Ce concept de Qi se est le socle de la pensée chinoise et pénètre littéralement tous les domaines du savoir de la Chine ancienne, que ce soit la philosophie, les arts, la médecine, l’astrologie, la géomancie, etc.
Le Qi de la nature:
À l’intérieur des discours philosophiques et cosmologiques, le Qi est considéré comme le souffle animateur du cosmos, l’origine de toute chose. Sans forme et sans apparence, il englobe tout et pénètre tout dans l’univers : « Son immensité n’a pas d’extérieur, sa petitesse n’a point d’intérieur ». Dans ce contexte, il peut être parfois nommé yuan qi, le Qi originel.
Les penseurs chinois avaient admis que cette forme de qi, décrite comme invisible et impalpable, était à l’origine de tous les phénomènes visibles. En d’autre mot, que l’ensemble des êtres, dans leur complexité et leur diversité, ne seraient qu’une manifestation plus ou moins condensée de qi, issues de ses continuelles transformations. Ce que l’on entend par transformation (qi hua), c’est le va-et-vient constant entre l’état condensé, solide, tangible et l’état évaporé, éthéré et subtil. C’est ce à quoi fait référence le philosophe Zhang Zai de la dynastie des Song (960-1279) : « La vacuité suprême est informe, c’est le qi originel, tantôt il se condense, tantôt il se dissipe, ses transformations donne forme aux choses ». Ainsi, production et engendrement, déclin et disparition, sont le fruit des constantes transformations du qi. L’homme n’est pas étranger à ce phénomène, comme l’admet déjà le Zhuangzi: « L’homme doit la vie à une condensation de qi. Tant qu’il est condensé, c’est la vie; mais dès qu’il se dissipe, c’est la mort. » Ce même phénomène, Wang Chong l’évoque par la métaphore de l’eau : « L’eau se condense et donne la glace, le qi se condense et donne l’homme ».
Le Qi de l’homme:
Transposé au plan des êtres vivants, c’est lorsque le Qi se combine au Sang xue, que le corps physique peut se former. Le Qi de l’homme fait l’objet de nombreuses descriptions à l’intérieur de la théorie de la médecine traditionnelle chinoise. Dans le Suwen, il est dit : « les qi yang, par les essences, nourrissent l’esprit, par leur souplesse, nourrissent le musculaire ». C’est donc l’élément qui la source autant des activités physiques que mentales. Selon les
différentes positions qu’il occupe et les différentes fonctions qu’il régit, on le retrouve sous des noms variés tels que : le qi véritable (zhenqi 真气), le qi originel (yuanqi 元气), le qi nourricier (yingqi 营气), le qi défensif (weiqi 卫气), les qi purs (qing qi 清气), les qi troubles (zhuo qi 浊气) le qi des méridiens (jingluo zhi qi 经络之气), des organes (zangfu zhi qi 脏腑之气), etc.
Conclusion:
Ce qu’il importe de retenir, c’est que le concept de Qi propose une vision énergétique de l’homme et de la nature. Ceci est une caractéristique propre à la pensée chinoise qui, très tôt, avait compris que les éléments matériels et immatériels avaient une même source et étaient en constante transformation et non fixés. On ne faisait donc pas de distinction entre la matière animée et inanimée. Tout fait partie du même flux constant et cyclique qui passe du visible à l’invisible.

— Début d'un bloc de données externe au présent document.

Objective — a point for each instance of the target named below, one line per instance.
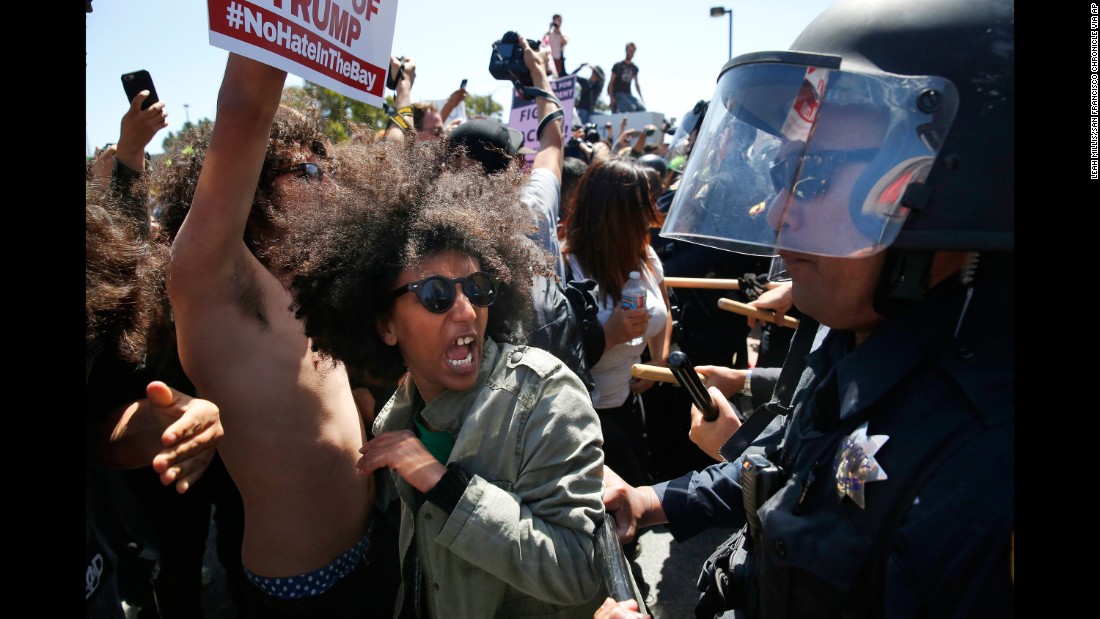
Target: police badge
(856, 465)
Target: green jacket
(520, 541)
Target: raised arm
(209, 250)
(403, 98)
(551, 147)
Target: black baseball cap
(488, 142)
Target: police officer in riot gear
(879, 479)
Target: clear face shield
(795, 154)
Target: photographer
(557, 40)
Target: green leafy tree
(339, 111)
(169, 140)
(483, 104)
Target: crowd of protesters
(328, 345)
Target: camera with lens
(507, 59)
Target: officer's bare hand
(404, 453)
(633, 508)
(727, 379)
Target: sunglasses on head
(306, 169)
(437, 293)
(813, 172)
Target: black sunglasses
(813, 170)
(306, 169)
(437, 293)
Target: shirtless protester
(292, 429)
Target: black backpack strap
(784, 389)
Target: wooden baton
(767, 316)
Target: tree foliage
(483, 106)
(171, 137)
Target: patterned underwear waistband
(316, 582)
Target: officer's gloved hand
(710, 435)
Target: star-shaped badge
(856, 465)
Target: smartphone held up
(134, 83)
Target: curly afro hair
(172, 183)
(393, 207)
(125, 305)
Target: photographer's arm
(611, 91)
(551, 146)
(403, 99)
(639, 145)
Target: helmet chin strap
(903, 279)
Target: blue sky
(681, 48)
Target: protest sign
(525, 119)
(343, 45)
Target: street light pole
(717, 12)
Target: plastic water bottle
(634, 296)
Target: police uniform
(916, 424)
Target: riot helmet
(888, 124)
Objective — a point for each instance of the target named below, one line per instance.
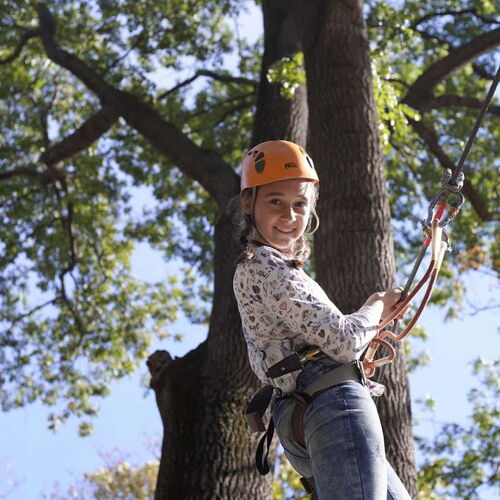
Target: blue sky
(129, 419)
(36, 458)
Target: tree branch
(26, 171)
(482, 72)
(93, 128)
(446, 101)
(431, 139)
(205, 167)
(452, 12)
(422, 88)
(216, 76)
(25, 37)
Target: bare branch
(451, 12)
(205, 167)
(93, 128)
(446, 101)
(26, 171)
(422, 88)
(25, 37)
(482, 72)
(216, 76)
(475, 199)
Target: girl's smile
(281, 212)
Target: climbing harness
(262, 399)
(442, 208)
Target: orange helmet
(273, 161)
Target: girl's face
(281, 212)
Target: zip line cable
(440, 212)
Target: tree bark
(353, 246)
(207, 450)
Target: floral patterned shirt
(282, 309)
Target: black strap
(261, 461)
(257, 407)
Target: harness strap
(261, 461)
(257, 407)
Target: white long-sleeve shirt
(282, 309)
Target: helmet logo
(260, 163)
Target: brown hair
(244, 224)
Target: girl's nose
(288, 213)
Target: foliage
(118, 480)
(461, 461)
(287, 485)
(289, 73)
(73, 315)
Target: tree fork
(204, 411)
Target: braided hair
(245, 225)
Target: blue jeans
(344, 442)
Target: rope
(479, 119)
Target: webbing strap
(261, 461)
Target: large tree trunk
(353, 247)
(207, 450)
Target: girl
(337, 438)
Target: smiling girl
(323, 412)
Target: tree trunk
(353, 246)
(277, 117)
(207, 450)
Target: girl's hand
(389, 300)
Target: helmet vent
(260, 163)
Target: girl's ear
(246, 204)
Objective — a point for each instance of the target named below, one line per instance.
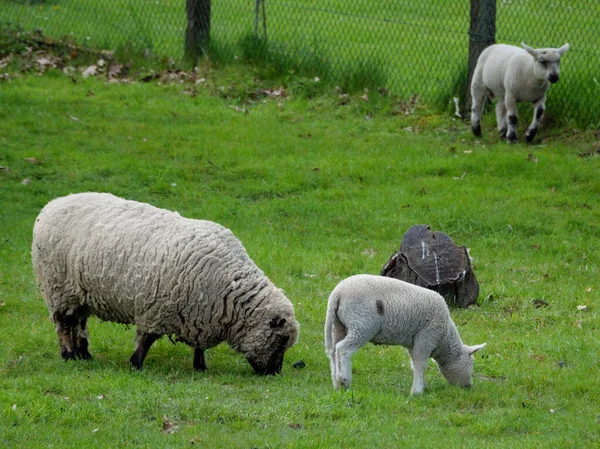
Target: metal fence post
(197, 34)
(482, 34)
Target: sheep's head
(459, 371)
(546, 64)
(266, 337)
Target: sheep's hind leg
(538, 107)
(418, 362)
(199, 361)
(80, 339)
(64, 331)
(501, 118)
(144, 342)
(513, 119)
(339, 332)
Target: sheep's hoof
(530, 135)
(84, 355)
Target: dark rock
(432, 260)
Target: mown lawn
(317, 190)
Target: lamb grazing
(386, 311)
(513, 74)
(132, 263)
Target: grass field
(317, 190)
(406, 46)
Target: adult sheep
(132, 263)
(367, 308)
(513, 74)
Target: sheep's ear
(277, 322)
(529, 50)
(563, 49)
(473, 349)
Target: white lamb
(513, 74)
(367, 308)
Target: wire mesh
(409, 47)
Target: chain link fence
(409, 47)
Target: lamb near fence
(513, 74)
(132, 263)
(366, 308)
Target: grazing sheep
(132, 263)
(513, 74)
(367, 308)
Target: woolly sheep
(513, 74)
(366, 308)
(132, 263)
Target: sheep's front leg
(501, 117)
(343, 356)
(478, 97)
(144, 341)
(512, 114)
(80, 340)
(538, 112)
(64, 331)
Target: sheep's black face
(266, 345)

Ceci nous amène à la seconde grande caractéristique à la base de cette pensée qui est la vision holistique de l’homme et de la nature. Comme quoi tout est interrelié et inséparable. Effectivement, les Chinois n’opèrent aucune dichotomie entre le corps et l’esprit ainsi qu’entre l’homme et la nature.

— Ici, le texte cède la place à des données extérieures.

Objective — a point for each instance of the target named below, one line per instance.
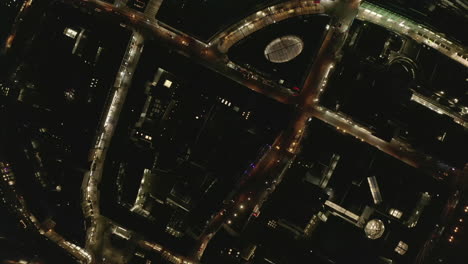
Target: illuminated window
(401, 248)
(167, 83)
(70, 33)
(395, 213)
(374, 229)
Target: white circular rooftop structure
(284, 49)
(374, 229)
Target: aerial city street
(233, 132)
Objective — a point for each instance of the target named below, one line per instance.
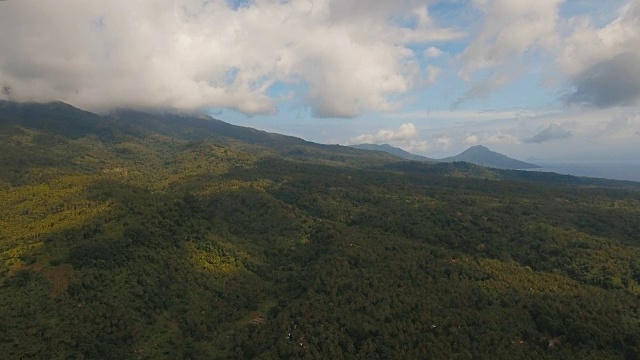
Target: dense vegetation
(140, 236)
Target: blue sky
(550, 79)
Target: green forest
(159, 236)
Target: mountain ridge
(164, 236)
(478, 155)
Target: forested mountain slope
(140, 236)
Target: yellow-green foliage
(29, 212)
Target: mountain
(393, 151)
(142, 236)
(481, 155)
(478, 155)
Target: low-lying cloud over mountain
(553, 132)
(342, 58)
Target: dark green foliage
(139, 236)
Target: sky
(544, 79)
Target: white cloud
(510, 30)
(405, 132)
(406, 136)
(433, 52)
(471, 140)
(433, 72)
(603, 63)
(501, 139)
(350, 57)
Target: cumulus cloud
(510, 29)
(433, 52)
(405, 136)
(493, 139)
(471, 140)
(603, 64)
(405, 132)
(552, 132)
(346, 57)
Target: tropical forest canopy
(145, 236)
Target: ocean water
(616, 169)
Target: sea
(611, 169)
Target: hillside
(145, 236)
(393, 151)
(480, 155)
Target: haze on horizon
(551, 79)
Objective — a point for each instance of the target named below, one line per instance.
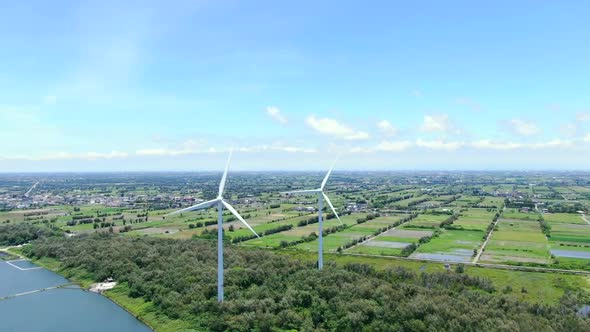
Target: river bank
(143, 311)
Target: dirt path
(374, 236)
(487, 265)
(483, 246)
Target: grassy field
(451, 245)
(517, 241)
(333, 241)
(390, 243)
(540, 287)
(427, 221)
(515, 214)
(565, 218)
(475, 219)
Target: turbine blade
(301, 192)
(224, 177)
(237, 215)
(328, 175)
(332, 207)
(199, 206)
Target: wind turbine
(321, 196)
(220, 202)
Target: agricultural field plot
(474, 219)
(517, 241)
(296, 233)
(442, 198)
(32, 215)
(465, 200)
(410, 201)
(570, 242)
(492, 201)
(333, 241)
(566, 218)
(451, 245)
(390, 243)
(515, 214)
(427, 221)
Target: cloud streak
(335, 129)
(275, 113)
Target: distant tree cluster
(271, 292)
(15, 234)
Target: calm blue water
(61, 310)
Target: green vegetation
(15, 234)
(173, 281)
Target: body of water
(62, 309)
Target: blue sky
(171, 85)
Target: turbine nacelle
(218, 200)
(319, 191)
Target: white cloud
(275, 113)
(72, 156)
(491, 145)
(523, 128)
(583, 116)
(49, 100)
(569, 129)
(387, 128)
(190, 146)
(438, 144)
(439, 123)
(334, 128)
(556, 143)
(469, 103)
(393, 146)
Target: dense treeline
(15, 234)
(272, 292)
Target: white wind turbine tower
(321, 196)
(220, 202)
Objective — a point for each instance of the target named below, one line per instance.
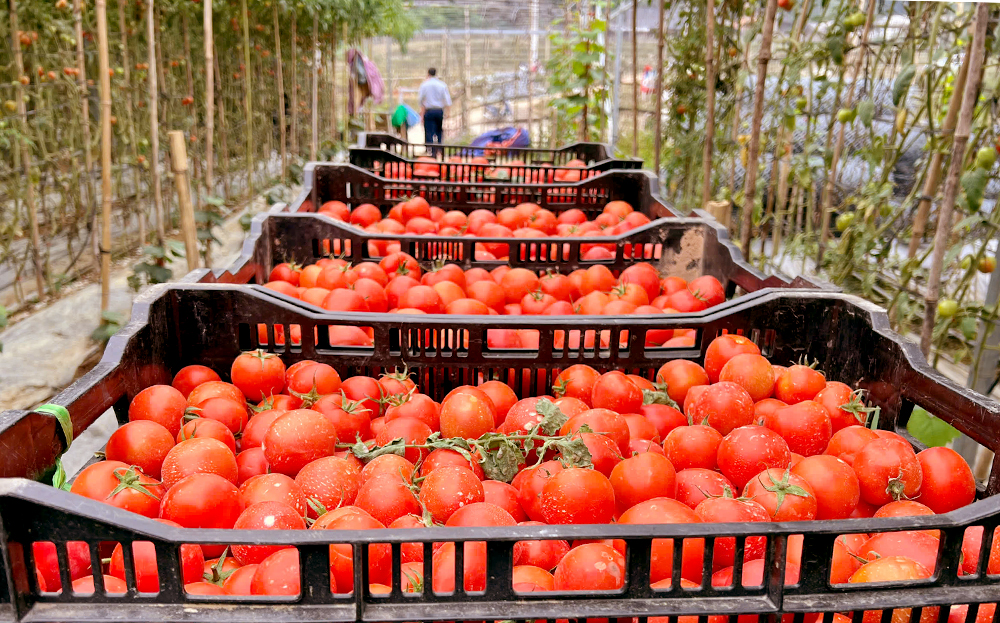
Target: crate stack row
(211, 317)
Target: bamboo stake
(753, 152)
(706, 163)
(178, 164)
(313, 147)
(154, 124)
(279, 76)
(933, 179)
(105, 88)
(658, 93)
(26, 160)
(295, 85)
(209, 33)
(942, 233)
(248, 94)
(81, 81)
(635, 80)
(838, 148)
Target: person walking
(434, 101)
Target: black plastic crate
(392, 166)
(590, 153)
(175, 325)
(354, 186)
(682, 247)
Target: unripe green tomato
(986, 158)
(844, 221)
(947, 308)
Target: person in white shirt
(434, 101)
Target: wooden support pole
(178, 164)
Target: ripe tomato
(668, 511)
(273, 488)
(834, 483)
(203, 428)
(142, 443)
(786, 497)
(887, 470)
(296, 439)
(120, 485)
(577, 496)
(747, 450)
(893, 569)
(278, 574)
(752, 372)
(681, 375)
(798, 383)
(161, 404)
(724, 406)
(804, 425)
(447, 489)
(730, 510)
(724, 348)
(542, 554)
(505, 496)
(268, 515)
(189, 377)
(202, 501)
(329, 483)
(590, 567)
(258, 374)
(466, 416)
(947, 482)
(386, 497)
(615, 391)
(642, 477)
(693, 446)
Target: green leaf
(866, 112)
(930, 430)
(902, 84)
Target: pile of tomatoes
(512, 170)
(398, 285)
(527, 220)
(737, 439)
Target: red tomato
(329, 483)
(693, 446)
(752, 372)
(834, 483)
(590, 567)
(804, 425)
(724, 348)
(681, 375)
(120, 485)
(729, 510)
(265, 516)
(887, 470)
(258, 374)
(202, 501)
(577, 496)
(615, 391)
(278, 574)
(189, 377)
(142, 443)
(161, 404)
(798, 383)
(947, 482)
(724, 406)
(296, 439)
(748, 449)
(668, 511)
(786, 497)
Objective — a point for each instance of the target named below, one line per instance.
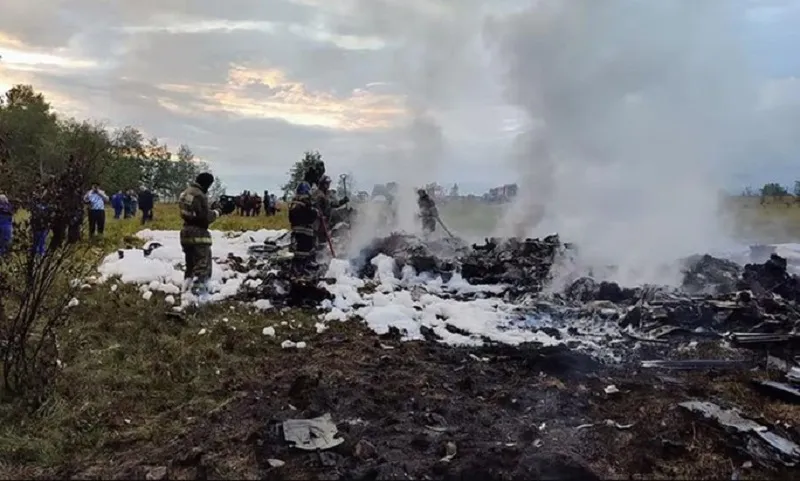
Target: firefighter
(195, 237)
(325, 204)
(427, 211)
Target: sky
(382, 88)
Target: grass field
(133, 375)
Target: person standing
(303, 218)
(195, 237)
(118, 204)
(127, 204)
(96, 199)
(6, 224)
(134, 202)
(146, 204)
(427, 211)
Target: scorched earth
(438, 359)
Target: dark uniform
(325, 204)
(197, 215)
(427, 211)
(302, 218)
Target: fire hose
(327, 232)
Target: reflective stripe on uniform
(196, 240)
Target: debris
(783, 449)
(697, 364)
(312, 434)
(365, 450)
(780, 390)
(450, 452)
(156, 473)
(617, 425)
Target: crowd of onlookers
(251, 204)
(124, 204)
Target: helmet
(303, 189)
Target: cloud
(384, 88)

Finalement, on peut également conclure que cette pensée élaborée autour du concept du Qi propose une vision physique de l’homme et de la nature c’est-à-dire que la notion d’énergie Qi est profondément ancrée dans le concret et la matière par opposition au concept de la méta-physique (au delà de la matière) qui sous-entend une forme d’existence qui transcende le monde matériel.